KKTC’de siyasilerin popülizme dayalı yönetim anlayışları nedeniyle, sırf kötü görünmemek, eleştirilmemek, hoş görünmek düşüncesiyle, devlete ve onun kuruluşlarına yapılan hakaret ve aşağılamalar karşısında hiçbir işlem yapılmaz.
Oysa içinde bulunduğumuz kritik durum nedeniyle, kötü niyetli saldırılara karşı devletimizi korumamız gerekir.
Rum ve emperyalistler devletimizi ortadan kaldırmak, kökleşmesini ve tanınmasını önlemek için yoğun kampanya sürdürmektedir.
Çünkü amaçları, bizi önce, birleşik bir çözüm ile Rum çoğunluğun egemenliği altına sokmak, daha sonra da baskılarla göç ettirmek veya asimile ederek, ortadan kaldırmaktır.
İçimizdeki bazı kişi ve kuruluşların da, ideolojik saplantılar, hayali ve dayanaksız idealler nedeniyle, devletimizin yıkılması ve kötülenmesi kampanyasına arka çıkması üzücüdür.
Çünkü dünyada halkların kendi kendilerini yönetme hakkını elde etmesinden daha değerli bir kazanım olamaz. Üstelik Kıbrıs Türk halkı olarak, kendi kendimizi yönetmek hakkını hiç de kolay elde etmediğimiz unutulmamalı.
Devletimizin yıkılması durumunda, ulusu, dili, dini, gelenek ve görenekleri bizden tamamen farklı olan üstelik bizi doğal düşman kabul eden Rum çoğunlukla bir arada yaşamamızın, bize mutluluk refah ve barış getirmeyeceği, geçmişten günümüze yaşanan olaylarla kanıtlanmıştır.
Liderimiz Denktaş’ın ifade ettiği gibi: ‘Kuzey Kıbrıs Türk Cumhuriyeti kalıcı bir anlaşmanın temellerinden biri olmak üzere kurulmuştu; esas maksat da, Zürih Londra Antlaşmalarının oluşturduğu değişmez temel olan Türk-Yunan dengesini bozmaksızın 1960 ortaklığını yıkılmaz bir hale getirmek, Rum tarafına: “asla bizim hükümetimiz olamazsın” mesajını vererek Rum-Türk dengesini iki devlet olarak korumaktı.

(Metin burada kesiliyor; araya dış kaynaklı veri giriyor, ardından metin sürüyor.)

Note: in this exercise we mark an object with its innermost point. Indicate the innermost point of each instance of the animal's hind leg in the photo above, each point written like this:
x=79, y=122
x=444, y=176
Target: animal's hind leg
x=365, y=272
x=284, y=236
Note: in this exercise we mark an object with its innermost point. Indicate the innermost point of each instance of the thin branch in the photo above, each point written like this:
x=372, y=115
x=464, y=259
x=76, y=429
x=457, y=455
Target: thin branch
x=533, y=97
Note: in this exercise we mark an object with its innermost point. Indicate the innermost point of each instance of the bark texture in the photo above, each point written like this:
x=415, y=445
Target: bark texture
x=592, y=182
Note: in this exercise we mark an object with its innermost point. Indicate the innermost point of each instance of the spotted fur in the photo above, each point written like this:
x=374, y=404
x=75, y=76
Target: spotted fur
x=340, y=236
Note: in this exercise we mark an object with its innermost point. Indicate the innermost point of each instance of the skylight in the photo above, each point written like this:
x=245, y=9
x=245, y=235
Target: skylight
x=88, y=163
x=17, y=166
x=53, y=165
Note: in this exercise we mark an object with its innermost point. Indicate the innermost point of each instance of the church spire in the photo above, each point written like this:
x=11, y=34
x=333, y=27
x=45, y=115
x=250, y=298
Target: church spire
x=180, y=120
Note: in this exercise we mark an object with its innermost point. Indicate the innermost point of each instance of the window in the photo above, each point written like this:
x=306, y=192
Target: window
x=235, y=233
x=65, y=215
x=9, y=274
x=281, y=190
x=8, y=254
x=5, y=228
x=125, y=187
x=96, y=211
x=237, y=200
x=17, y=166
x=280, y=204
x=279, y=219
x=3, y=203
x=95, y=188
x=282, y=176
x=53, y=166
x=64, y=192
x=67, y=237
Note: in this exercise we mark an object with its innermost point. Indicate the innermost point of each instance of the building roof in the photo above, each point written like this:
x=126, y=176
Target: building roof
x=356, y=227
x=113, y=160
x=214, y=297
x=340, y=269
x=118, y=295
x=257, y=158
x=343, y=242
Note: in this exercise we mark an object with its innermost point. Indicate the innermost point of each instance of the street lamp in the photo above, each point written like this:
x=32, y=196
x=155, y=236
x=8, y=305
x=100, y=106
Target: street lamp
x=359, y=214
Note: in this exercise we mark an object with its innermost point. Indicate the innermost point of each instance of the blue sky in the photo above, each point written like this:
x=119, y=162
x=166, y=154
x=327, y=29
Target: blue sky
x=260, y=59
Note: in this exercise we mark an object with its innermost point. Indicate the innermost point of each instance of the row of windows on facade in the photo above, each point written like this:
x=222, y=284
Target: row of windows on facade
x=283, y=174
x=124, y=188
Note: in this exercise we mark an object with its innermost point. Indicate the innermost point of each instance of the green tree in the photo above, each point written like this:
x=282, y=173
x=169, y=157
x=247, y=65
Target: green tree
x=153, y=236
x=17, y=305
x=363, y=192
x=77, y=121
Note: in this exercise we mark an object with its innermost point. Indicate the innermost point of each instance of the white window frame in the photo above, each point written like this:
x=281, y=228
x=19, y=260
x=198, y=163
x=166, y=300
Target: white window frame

Bu nedenle geçici maddi çıkarlar, hayali beklentiler ve ideolojik saplantılar nedeniyle devletimize yapılan saldırıların, hoşgörü ile karşılanması, uzun vadeli ulusal çıkarlarımıza zarar vericidir.
Devletimizin yıkılması durumunda hepimiz, her şeyimizi kaybedeceğiz. Bu nedenle devletimize sahip çıkmalıyız, egemenliğimizin değerini bilmeliyiz.